Letter from Francis Crick to Andrew Poggenpohl, National Geographic Magazine
In this letter regarding a portrait of Watson and Crick commissioned by National Geographic magazine, Crick mentioned that
the parts of their original model of the double helix "were dispersed long ago," and sought to dispel popular misconceptions
about the size of DNA molecules.
Crick was never knighted, but in 1991 was appointed to the Order of Merit, the highest recognition bestowed by the queen for
distinguished service in science.
Number of Image Pages:
1 (87,720 Bytes)
1974-08-19 (August 19, 1974)
National Geographic Magazine
Original Repository: Wellcome Library for the History and Understanding of Medicine. Francis Harry Compton Crick Papers
This is in reply to your letter of 13th August about the painting that you are planning to commission from Jean Leon Huens
of Jim Watson and myself. I am afraid it is quite impossible to obtain the original model as all the parts were dispersed
long ago as we no longer use models of this type. I myself, like Dr. Watson, have no particular preferences. In the circumstances
I would suggest it is very much easier for you to use the coloured model to which you refer in your letter. There is, however,
one point which I think I should draw to your attention. Naturally when people build models of DNA they only build a short
length as otherwise the cost would be prohibitive. The photograph that you sent me displays about two turns of the double
helix. However, even the smallest DNA molecule is very much longer than that and the DNA molecules in higher organisms can
be extremely long, some being over a million turns or more in length. It might be sensible therefore if the model is to appear
in a painting, if the artist were instructed to make it appear endless in the sense that the beginning and the end of the
model should be outside the frame of the painting. The majority of the population of the world, including Salvador Dali,
is under the impression that DNA consists of about a turn and a half and I think that Geographic might do something to correct
this misapprehension. There is one final small point which I hope you will not mind if I stress. I have never been knighted.

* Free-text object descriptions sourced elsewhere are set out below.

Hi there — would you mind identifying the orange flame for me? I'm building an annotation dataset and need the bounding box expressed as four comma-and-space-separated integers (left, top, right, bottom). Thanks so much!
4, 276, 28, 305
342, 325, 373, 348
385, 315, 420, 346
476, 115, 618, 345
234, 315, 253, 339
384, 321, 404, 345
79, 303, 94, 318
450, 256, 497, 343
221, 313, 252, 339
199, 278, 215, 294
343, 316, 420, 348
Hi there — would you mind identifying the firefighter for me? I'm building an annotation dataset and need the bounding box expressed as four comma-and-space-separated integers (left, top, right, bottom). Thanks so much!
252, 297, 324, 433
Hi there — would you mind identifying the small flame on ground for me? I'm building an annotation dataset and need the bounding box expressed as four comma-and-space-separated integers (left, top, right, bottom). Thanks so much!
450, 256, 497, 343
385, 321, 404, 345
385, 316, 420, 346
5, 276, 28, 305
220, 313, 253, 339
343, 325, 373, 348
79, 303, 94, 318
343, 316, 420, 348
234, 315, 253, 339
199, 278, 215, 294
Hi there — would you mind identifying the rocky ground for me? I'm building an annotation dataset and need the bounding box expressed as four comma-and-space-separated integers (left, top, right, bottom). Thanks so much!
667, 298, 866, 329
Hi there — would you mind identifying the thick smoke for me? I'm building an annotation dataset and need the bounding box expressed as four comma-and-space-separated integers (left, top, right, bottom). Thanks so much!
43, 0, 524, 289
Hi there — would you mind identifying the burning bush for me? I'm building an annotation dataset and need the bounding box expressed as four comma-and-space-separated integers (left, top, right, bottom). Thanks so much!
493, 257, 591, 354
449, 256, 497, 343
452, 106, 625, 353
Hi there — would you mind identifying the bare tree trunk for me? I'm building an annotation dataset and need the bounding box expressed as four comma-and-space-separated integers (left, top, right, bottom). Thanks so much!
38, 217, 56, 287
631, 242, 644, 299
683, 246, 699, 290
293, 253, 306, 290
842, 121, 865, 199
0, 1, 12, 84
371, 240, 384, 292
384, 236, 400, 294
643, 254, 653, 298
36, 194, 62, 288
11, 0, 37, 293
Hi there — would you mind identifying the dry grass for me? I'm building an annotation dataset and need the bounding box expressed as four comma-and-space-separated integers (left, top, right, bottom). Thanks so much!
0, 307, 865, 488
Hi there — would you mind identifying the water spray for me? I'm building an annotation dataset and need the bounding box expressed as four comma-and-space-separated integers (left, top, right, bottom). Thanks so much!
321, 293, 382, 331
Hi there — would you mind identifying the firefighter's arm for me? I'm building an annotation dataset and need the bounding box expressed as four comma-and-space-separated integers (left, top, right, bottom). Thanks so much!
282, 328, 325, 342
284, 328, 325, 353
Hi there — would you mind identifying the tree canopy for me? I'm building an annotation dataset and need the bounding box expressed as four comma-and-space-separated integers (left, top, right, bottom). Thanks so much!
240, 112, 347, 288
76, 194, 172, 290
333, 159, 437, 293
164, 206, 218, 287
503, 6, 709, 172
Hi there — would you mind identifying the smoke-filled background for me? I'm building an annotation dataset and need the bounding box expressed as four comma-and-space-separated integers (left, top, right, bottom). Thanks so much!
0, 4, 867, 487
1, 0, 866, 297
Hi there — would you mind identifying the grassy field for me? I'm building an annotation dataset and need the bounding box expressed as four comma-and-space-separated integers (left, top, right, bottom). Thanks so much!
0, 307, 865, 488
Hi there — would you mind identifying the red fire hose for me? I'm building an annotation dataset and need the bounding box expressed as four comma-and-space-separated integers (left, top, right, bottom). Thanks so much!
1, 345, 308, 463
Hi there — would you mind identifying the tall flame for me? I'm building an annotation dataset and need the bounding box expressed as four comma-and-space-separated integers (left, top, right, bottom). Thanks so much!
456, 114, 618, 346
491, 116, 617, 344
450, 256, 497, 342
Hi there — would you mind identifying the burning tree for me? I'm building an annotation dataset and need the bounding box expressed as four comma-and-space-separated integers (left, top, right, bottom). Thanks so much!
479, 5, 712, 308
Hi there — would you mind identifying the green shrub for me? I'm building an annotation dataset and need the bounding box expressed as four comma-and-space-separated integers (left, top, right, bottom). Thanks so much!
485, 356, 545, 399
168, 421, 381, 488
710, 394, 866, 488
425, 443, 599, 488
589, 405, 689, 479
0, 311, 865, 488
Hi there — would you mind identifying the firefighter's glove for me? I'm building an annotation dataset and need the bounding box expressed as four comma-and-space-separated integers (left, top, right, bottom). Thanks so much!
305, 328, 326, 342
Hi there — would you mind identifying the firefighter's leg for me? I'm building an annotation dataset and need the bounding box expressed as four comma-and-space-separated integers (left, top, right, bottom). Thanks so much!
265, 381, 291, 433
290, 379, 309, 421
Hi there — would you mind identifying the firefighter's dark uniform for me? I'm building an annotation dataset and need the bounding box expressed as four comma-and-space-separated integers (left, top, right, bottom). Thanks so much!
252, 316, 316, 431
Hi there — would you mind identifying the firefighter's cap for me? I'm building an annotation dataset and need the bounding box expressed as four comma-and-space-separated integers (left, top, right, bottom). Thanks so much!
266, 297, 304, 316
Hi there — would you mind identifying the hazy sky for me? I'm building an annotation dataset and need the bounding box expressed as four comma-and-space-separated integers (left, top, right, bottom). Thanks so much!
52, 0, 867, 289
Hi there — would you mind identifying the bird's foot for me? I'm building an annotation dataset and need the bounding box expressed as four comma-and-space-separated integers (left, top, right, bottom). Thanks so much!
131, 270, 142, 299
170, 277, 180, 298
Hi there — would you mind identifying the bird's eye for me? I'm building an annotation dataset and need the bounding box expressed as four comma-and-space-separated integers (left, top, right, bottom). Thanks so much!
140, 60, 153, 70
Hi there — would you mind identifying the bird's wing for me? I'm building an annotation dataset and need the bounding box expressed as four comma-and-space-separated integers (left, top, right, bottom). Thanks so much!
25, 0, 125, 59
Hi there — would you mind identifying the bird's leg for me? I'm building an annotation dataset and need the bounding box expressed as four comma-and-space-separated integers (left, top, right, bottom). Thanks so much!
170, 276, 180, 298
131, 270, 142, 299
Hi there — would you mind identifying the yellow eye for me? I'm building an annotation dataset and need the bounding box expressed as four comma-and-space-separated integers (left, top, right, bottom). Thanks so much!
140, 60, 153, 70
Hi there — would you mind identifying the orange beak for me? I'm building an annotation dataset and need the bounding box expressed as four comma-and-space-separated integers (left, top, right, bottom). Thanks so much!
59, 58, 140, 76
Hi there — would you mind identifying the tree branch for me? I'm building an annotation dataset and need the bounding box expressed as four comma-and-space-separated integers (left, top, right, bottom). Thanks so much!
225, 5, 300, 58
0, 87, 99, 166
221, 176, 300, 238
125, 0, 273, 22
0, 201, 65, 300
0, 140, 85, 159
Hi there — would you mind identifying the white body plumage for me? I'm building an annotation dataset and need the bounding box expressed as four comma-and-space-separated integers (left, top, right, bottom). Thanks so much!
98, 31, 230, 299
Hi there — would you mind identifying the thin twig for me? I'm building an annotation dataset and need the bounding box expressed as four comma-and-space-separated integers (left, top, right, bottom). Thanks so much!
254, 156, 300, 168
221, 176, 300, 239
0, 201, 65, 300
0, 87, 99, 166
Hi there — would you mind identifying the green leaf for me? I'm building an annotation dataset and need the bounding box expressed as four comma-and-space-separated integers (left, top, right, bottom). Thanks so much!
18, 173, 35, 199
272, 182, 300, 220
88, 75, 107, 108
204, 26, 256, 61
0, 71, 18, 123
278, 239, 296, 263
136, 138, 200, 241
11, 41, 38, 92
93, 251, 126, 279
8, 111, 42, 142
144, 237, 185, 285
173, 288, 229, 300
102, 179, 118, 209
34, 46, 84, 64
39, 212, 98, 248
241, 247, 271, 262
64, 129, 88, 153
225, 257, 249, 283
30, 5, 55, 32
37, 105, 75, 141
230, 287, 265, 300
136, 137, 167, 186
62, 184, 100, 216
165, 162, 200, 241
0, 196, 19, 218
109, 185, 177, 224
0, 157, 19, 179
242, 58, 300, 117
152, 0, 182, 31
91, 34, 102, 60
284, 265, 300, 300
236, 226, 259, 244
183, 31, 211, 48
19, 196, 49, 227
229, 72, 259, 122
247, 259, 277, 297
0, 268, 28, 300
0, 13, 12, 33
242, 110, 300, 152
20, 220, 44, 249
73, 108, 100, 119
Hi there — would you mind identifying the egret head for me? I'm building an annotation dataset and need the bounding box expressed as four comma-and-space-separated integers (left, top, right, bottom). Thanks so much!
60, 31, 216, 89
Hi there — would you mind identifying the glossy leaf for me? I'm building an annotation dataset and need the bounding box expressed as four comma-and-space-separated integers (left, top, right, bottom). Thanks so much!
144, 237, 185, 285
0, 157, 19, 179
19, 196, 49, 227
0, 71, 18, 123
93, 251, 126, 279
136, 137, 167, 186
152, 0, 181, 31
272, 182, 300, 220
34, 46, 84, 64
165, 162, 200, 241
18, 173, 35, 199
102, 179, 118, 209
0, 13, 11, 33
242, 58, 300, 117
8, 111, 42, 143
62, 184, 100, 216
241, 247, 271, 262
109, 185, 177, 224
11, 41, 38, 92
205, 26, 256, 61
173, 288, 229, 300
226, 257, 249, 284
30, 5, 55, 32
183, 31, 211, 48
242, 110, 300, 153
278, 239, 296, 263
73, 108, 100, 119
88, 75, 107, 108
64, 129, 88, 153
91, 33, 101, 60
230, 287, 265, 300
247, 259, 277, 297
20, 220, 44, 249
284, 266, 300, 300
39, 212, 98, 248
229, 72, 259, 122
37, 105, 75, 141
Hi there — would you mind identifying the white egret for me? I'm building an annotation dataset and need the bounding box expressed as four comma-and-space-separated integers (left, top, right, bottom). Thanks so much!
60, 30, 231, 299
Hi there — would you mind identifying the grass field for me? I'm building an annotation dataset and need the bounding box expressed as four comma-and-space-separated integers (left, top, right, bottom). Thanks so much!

I do not mind people occasionally addressing me as Sir Francis Crick in a letter but it would cause me infinite embarrassment
if this title were to be used in Geographic. May I ask you personally to take particular care that some well-meaning person
does not slip it in at the right moment. Perhaps you would be good enough to bring this point to the attention of other people
working on this article in the magazine.